Как же жалела Рита, что не заметила Ревекку в толпе. Ничто и ничто, никак, никоим образом не сказало ей, что сошлись они — две — в первый и единственный раз, и было это у края моста: Ревекка покидала его, сходила, к земле, а Рита тянулась в противоположном направлении, она готовилась ступить на узкую шаткую поверхность над водой внизу, мутной и длинной. Они разошлись, даже не соприкоснувшись плечами. Хотя, может быть, Ревекка прочла что-то в лице Олега, что-то, что могло бы сообщить ей, что прищуренная худая баба в искристо-синем, к которой отошел от нее Олег, которую осторожно взял под руку — она не просто очередная блядь, забравшаяся к нему в постель. Ревекка прожила с Олегом десять лет и должна была уметь читать по нему больше, чем Рита, которая к полутонам и умолчаниям приспособлена еще не была.
Рита видела тогда только свое чувство и детали не могли играть важной роли. Она была смертельно влюблена. Ой, мамочки.
Перебравшись в холостяцкое свое жилье, Олег не выбросил и не спрятал фотографии Ревекки. Олег — не из тех, кто клянет своих бывших, кто сжигает их фотографии, а с ними и мосты (и не из тех он, кто раздумывает, пытается понять, почему не сжигает, и не клянет почему). У них с Ревеккой — по его словам — такая была история. Ревекка несколько лет была частью его жизни, но им пришлось расстаться. Она сказала, что больше его не любит, Олег, поразмыслив, и за собой признал то же самое. Разошлись. Каждый зажил сам по себе. Что-то происходило в жизни Ревекки, а у Олега однажды летом наступил момент, когда поздним вечером он проголодался, зашел к итальянцам, сел на невысокий диван, но, выпив воды (он был за рулем), еды так и не дождался — его окликнула Рита, дальнейшее известно.
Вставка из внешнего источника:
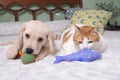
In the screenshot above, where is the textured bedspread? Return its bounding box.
[0,20,120,80]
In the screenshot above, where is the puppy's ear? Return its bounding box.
[19,24,26,48]
[48,32,55,55]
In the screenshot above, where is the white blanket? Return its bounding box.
[0,31,120,80]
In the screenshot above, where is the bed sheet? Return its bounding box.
[0,22,120,80]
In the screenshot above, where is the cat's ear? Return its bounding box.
[74,25,80,32]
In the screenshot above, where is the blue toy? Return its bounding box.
[54,48,102,63]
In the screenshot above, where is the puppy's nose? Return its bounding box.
[26,48,33,54]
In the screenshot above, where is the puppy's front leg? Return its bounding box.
[7,44,20,59]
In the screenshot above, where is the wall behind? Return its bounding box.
[0,0,120,22]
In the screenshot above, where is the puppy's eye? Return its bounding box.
[88,41,93,43]
[38,38,43,42]
[25,34,30,38]
[79,41,82,43]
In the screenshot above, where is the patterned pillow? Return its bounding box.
[65,7,85,19]
[66,10,112,34]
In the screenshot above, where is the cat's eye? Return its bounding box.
[88,41,93,43]
[79,41,82,43]
[25,34,30,38]
[38,37,43,42]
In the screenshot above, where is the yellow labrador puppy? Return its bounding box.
[7,20,55,61]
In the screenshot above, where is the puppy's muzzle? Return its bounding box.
[26,48,34,54]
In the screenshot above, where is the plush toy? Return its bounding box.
[17,50,35,64]
[21,53,35,64]
[54,48,102,63]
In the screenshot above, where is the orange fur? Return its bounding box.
[62,30,72,44]
[73,26,100,44]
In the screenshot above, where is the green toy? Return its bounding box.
[21,53,35,64]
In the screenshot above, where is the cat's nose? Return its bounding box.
[26,48,34,54]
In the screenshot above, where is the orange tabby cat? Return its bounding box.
[61,24,106,54]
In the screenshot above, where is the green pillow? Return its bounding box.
[66,10,112,34]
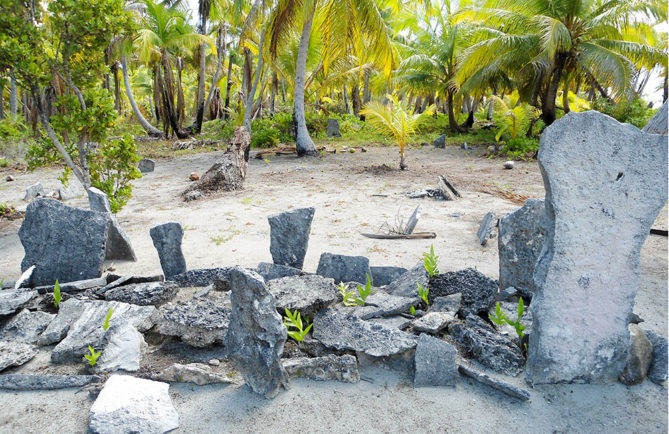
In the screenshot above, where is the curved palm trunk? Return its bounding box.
[293,11,316,156]
[121,54,163,137]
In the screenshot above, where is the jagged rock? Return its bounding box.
[149,222,186,279]
[283,354,360,383]
[312,309,418,357]
[428,268,497,317]
[156,296,230,347]
[225,267,288,398]
[527,111,669,384]
[267,208,316,270]
[19,199,110,286]
[0,309,56,344]
[385,262,430,297]
[497,199,546,301]
[413,333,458,387]
[105,282,179,306]
[0,341,37,372]
[448,315,525,376]
[267,275,338,316]
[88,375,179,434]
[316,253,372,283]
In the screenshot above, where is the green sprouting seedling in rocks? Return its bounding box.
[84,345,102,366]
[353,274,374,306]
[283,308,313,342]
[423,244,439,277]
[102,307,114,331]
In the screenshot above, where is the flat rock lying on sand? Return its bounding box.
[88,375,179,434]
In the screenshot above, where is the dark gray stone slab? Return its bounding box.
[19,199,110,286]
[149,222,186,279]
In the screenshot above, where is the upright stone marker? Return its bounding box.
[149,222,186,279]
[526,111,667,384]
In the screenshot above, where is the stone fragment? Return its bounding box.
[105,282,179,306]
[413,333,458,387]
[267,208,316,269]
[225,267,288,398]
[19,199,109,286]
[156,296,230,348]
[87,187,137,261]
[149,222,186,279]
[267,275,339,316]
[0,341,37,372]
[88,375,179,434]
[497,199,547,301]
[448,315,525,376]
[476,211,495,246]
[282,354,360,383]
[527,111,668,384]
[429,268,497,317]
[316,253,373,283]
[312,309,418,357]
[646,330,668,384]
[369,267,408,287]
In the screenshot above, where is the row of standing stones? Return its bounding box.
[0,112,667,432]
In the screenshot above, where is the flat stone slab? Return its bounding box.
[88,375,179,434]
[312,309,418,357]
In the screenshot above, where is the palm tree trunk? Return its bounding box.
[293,11,316,156]
[121,54,163,137]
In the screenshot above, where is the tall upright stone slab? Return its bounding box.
[149,222,186,279]
[19,199,110,286]
[526,111,667,384]
[267,208,316,270]
[225,267,288,398]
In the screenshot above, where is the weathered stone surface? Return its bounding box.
[497,199,546,301]
[19,199,109,286]
[646,330,668,384]
[448,315,525,375]
[105,282,179,306]
[267,208,316,269]
[385,262,430,297]
[225,267,288,398]
[476,211,495,246]
[156,295,230,347]
[413,333,458,387]
[149,222,186,279]
[256,262,302,282]
[369,267,409,287]
[0,289,37,317]
[429,268,497,317]
[458,365,530,401]
[312,309,418,357]
[0,341,37,372]
[87,187,137,261]
[527,111,668,384]
[0,309,56,344]
[267,275,339,315]
[283,354,360,383]
[37,298,158,363]
[411,312,455,335]
[88,375,179,434]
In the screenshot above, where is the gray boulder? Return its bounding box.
[413,333,458,387]
[19,199,110,286]
[267,208,316,269]
[527,111,668,384]
[225,267,288,398]
[497,199,546,301]
[149,222,186,279]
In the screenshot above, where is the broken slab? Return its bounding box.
[267,207,316,270]
[88,375,179,434]
[527,111,668,384]
[19,199,110,286]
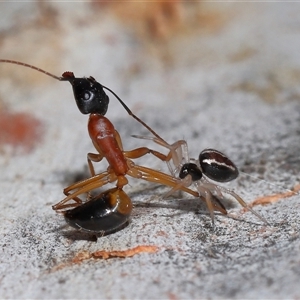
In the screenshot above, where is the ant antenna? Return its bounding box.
[0,59,163,140]
[0,59,61,81]
[102,85,163,140]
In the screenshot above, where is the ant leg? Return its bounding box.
[132,135,189,176]
[87,153,103,177]
[203,180,269,224]
[220,187,270,225]
[52,171,117,210]
[123,147,168,161]
[195,182,218,227]
[128,165,227,215]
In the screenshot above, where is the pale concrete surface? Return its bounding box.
[0,3,300,299]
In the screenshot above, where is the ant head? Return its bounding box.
[179,163,202,181]
[199,149,239,182]
[60,72,109,116]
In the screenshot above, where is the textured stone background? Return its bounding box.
[0,2,300,299]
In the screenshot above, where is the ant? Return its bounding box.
[0,59,227,235]
[132,135,268,225]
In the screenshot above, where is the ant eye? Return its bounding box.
[179,163,202,181]
[83,91,94,100]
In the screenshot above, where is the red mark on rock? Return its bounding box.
[0,110,43,153]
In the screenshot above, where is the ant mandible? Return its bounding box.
[132,135,268,225]
[0,59,227,234]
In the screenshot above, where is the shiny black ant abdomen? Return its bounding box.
[63,188,132,235]
[199,149,239,182]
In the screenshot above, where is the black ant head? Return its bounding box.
[60,72,109,116]
[179,163,202,181]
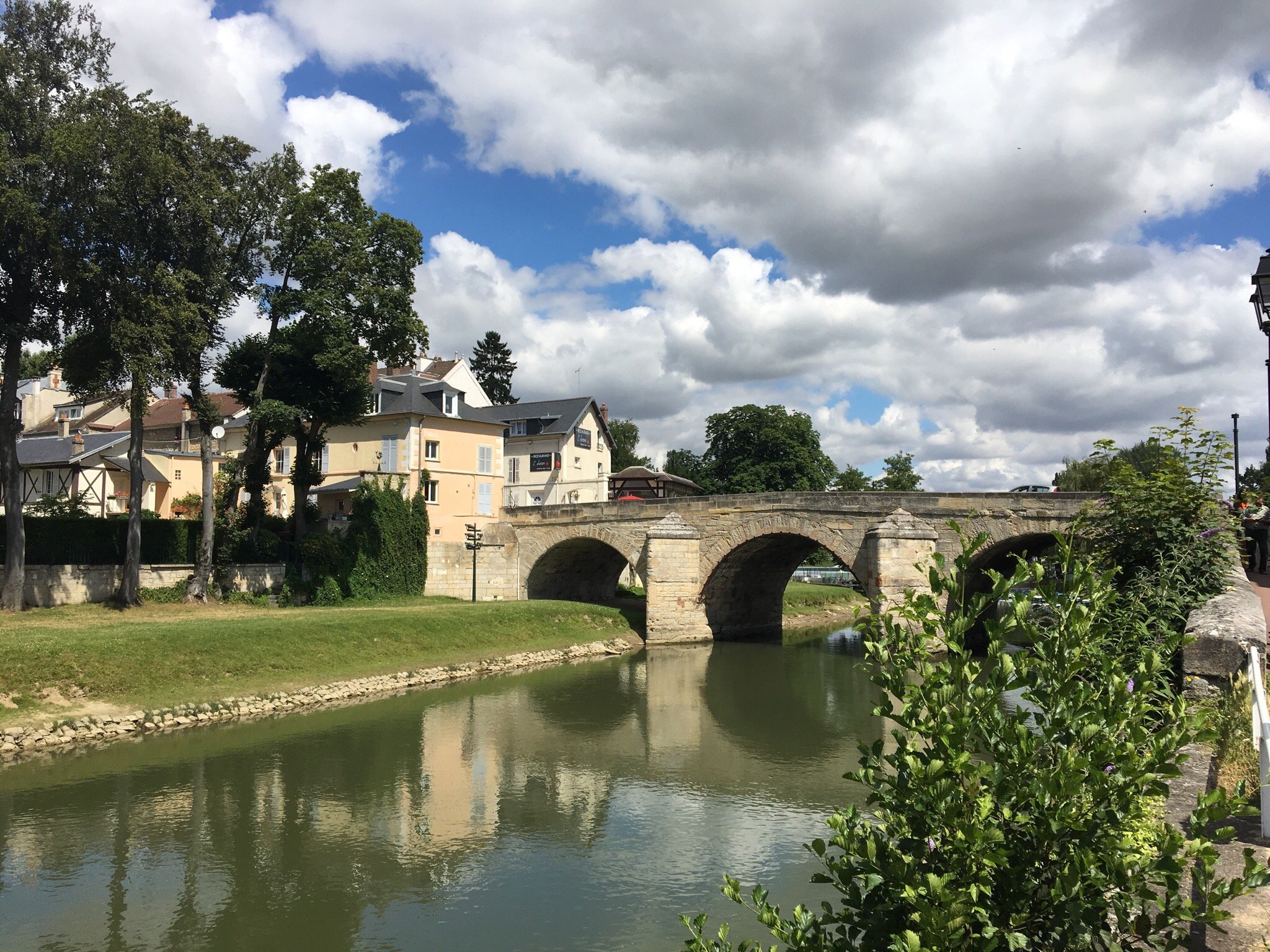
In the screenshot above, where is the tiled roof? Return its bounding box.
[114,392,242,430]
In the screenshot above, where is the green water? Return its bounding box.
[0,637,879,951]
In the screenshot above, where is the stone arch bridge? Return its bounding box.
[439,493,1091,643]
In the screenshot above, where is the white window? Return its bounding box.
[380,437,400,472]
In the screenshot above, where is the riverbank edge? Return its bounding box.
[0,637,642,768]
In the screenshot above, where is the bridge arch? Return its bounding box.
[699,518,859,638]
[525,529,642,602]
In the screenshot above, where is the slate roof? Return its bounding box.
[479,397,613,446]
[373,373,502,425]
[18,433,128,466]
[114,392,242,430]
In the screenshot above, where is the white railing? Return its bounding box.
[1248,645,1270,837]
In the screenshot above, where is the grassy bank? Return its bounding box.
[784,581,868,617]
[0,598,642,720]
[0,583,858,723]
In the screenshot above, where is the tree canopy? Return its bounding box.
[703,403,838,493]
[608,420,653,472]
[473,330,520,406]
[873,453,922,493]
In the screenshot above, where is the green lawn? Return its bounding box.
[0,598,642,720]
[0,583,858,722]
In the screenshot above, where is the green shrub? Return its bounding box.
[300,532,345,579]
[683,536,1270,952]
[313,575,344,606]
[141,579,185,606]
[345,474,428,598]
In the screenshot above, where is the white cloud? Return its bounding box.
[418,234,1264,490]
[274,0,1270,299]
[94,0,406,196]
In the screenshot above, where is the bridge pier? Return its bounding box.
[856,509,940,612]
[644,513,714,645]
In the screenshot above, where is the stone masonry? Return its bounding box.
[490,493,1091,643]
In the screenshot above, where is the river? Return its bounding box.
[0,636,880,952]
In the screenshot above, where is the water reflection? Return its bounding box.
[0,638,879,950]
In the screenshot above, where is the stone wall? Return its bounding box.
[1183,569,1266,698]
[15,565,286,608]
[424,526,522,602]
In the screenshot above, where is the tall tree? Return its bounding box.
[662,449,710,488]
[608,420,653,472]
[216,321,372,542]
[0,0,110,610]
[833,464,873,493]
[873,453,922,493]
[705,403,838,493]
[177,141,297,603]
[239,165,428,532]
[473,330,520,406]
[66,87,226,606]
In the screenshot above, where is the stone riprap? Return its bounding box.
[0,638,633,762]
[1183,569,1266,698]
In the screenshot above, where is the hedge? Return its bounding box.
[0,515,202,565]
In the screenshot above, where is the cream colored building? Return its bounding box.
[485,397,613,506]
[239,371,504,542]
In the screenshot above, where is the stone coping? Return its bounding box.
[0,638,634,764]
[1183,567,1266,698]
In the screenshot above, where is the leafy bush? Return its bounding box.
[345,475,428,598]
[141,579,185,606]
[683,536,1270,952]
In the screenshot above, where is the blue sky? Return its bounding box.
[98,0,1270,488]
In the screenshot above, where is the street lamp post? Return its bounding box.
[1231,414,1240,499]
[1248,247,1270,464]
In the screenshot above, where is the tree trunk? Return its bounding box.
[115,373,150,606]
[0,332,27,612]
[185,381,216,604]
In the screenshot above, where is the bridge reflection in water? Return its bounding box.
[0,642,881,950]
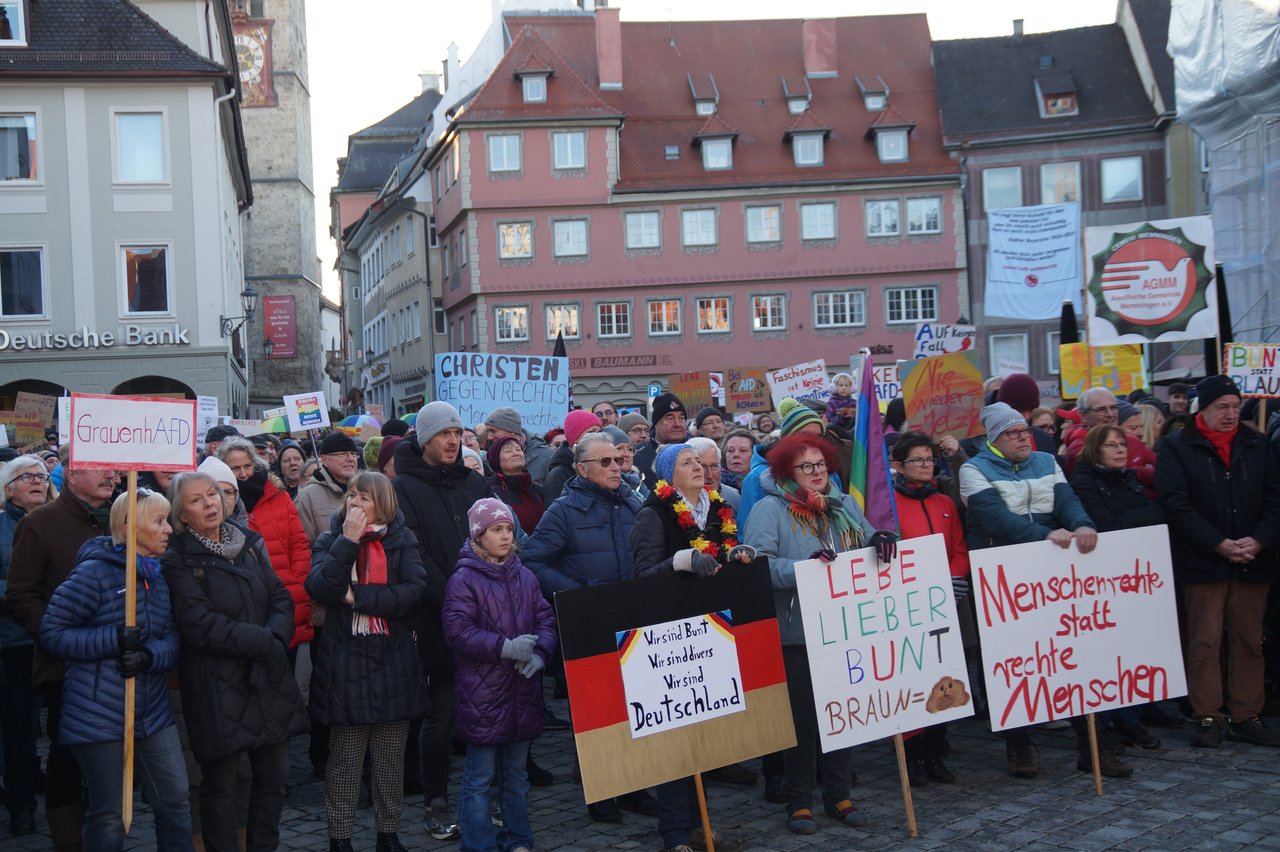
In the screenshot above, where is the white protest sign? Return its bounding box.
[617,610,746,737]
[68,394,200,471]
[768,358,831,411]
[795,535,973,752]
[969,526,1187,730]
[282,390,329,432]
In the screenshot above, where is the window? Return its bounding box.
[1102,157,1142,203]
[813,290,867,329]
[595,302,631,338]
[494,307,529,343]
[800,201,839,239]
[680,210,717,246]
[698,297,730,334]
[867,201,899,237]
[552,130,586,169]
[0,113,40,182]
[746,205,782,243]
[982,166,1023,210]
[547,304,581,340]
[489,133,520,171]
[0,248,46,320]
[552,219,586,257]
[120,246,173,313]
[491,221,534,257]
[115,113,169,183]
[626,211,662,248]
[906,198,942,234]
[751,296,787,331]
[884,287,938,322]
[703,139,733,171]
[1041,162,1080,205]
[791,133,822,166]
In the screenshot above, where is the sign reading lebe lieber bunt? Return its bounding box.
[969,526,1187,730]
[617,610,746,737]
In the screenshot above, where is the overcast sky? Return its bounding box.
[307,0,1116,298]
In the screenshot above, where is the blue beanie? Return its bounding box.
[653,444,694,482]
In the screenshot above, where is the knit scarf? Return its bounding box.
[351,523,390,636]
[777,480,863,551]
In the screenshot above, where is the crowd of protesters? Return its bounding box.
[0,374,1280,852]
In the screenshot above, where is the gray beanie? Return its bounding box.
[413,400,462,446]
[982,403,1027,444]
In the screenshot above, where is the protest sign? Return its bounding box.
[986,203,1080,320]
[914,322,978,358]
[1224,343,1280,399]
[795,535,973,752]
[68,394,200,471]
[724,367,772,414]
[435,352,570,435]
[554,558,795,802]
[282,390,329,435]
[1084,216,1213,343]
[768,358,831,411]
[1059,343,1147,399]
[969,526,1187,730]
[902,349,983,440]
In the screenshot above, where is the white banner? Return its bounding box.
[796,535,973,752]
[983,203,1082,320]
[969,526,1187,730]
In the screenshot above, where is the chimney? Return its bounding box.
[595,5,622,90]
[800,18,837,77]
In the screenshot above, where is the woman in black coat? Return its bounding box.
[306,471,428,852]
[160,472,307,852]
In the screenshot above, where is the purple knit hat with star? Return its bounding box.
[467,498,516,541]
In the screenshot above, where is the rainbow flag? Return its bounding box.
[849,349,897,532]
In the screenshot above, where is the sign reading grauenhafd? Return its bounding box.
[69,394,200,471]
[969,526,1187,730]
[617,610,746,737]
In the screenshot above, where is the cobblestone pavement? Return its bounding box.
[0,701,1280,852]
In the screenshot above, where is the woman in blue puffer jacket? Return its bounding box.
[40,490,192,852]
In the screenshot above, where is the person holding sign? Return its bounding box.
[748,432,896,834]
[40,489,192,852]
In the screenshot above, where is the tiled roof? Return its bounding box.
[931,24,1156,143]
[483,15,960,192]
[0,0,228,79]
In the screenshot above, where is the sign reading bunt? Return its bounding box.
[796,535,973,752]
[435,352,570,435]
[969,526,1187,730]
[901,349,983,439]
[1084,216,1217,343]
[1224,343,1280,398]
[556,558,795,802]
[69,394,200,471]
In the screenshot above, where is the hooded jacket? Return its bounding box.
[444,541,556,746]
[40,536,178,746]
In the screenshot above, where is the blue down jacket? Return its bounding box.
[444,541,556,746]
[40,536,178,746]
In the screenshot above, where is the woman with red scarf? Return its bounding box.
[306,471,443,852]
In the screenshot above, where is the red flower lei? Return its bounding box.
[654,480,739,559]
В том углу парка, где бренчали цыганщину, в закуте, отгороженном для „випгостей“ грубо обструганными досками, заставленном светлыми диванами, увешанном светлыми же полупрозрачными занавесками, как парусами, людей было много. А Ревекка была, скорей всего, прилично одета, она прилично себя вела — она имела невыразительно приличную внешность, так что с толпой слилась запросто, и, конечно, зря кляла себя Рита, что была такой слеподырой курицей, что не удосужилась греховодница даже глаза пошире раскрыть, увидеть важное, а не слушать шипучее и колкое — тщетное — внутри себя море.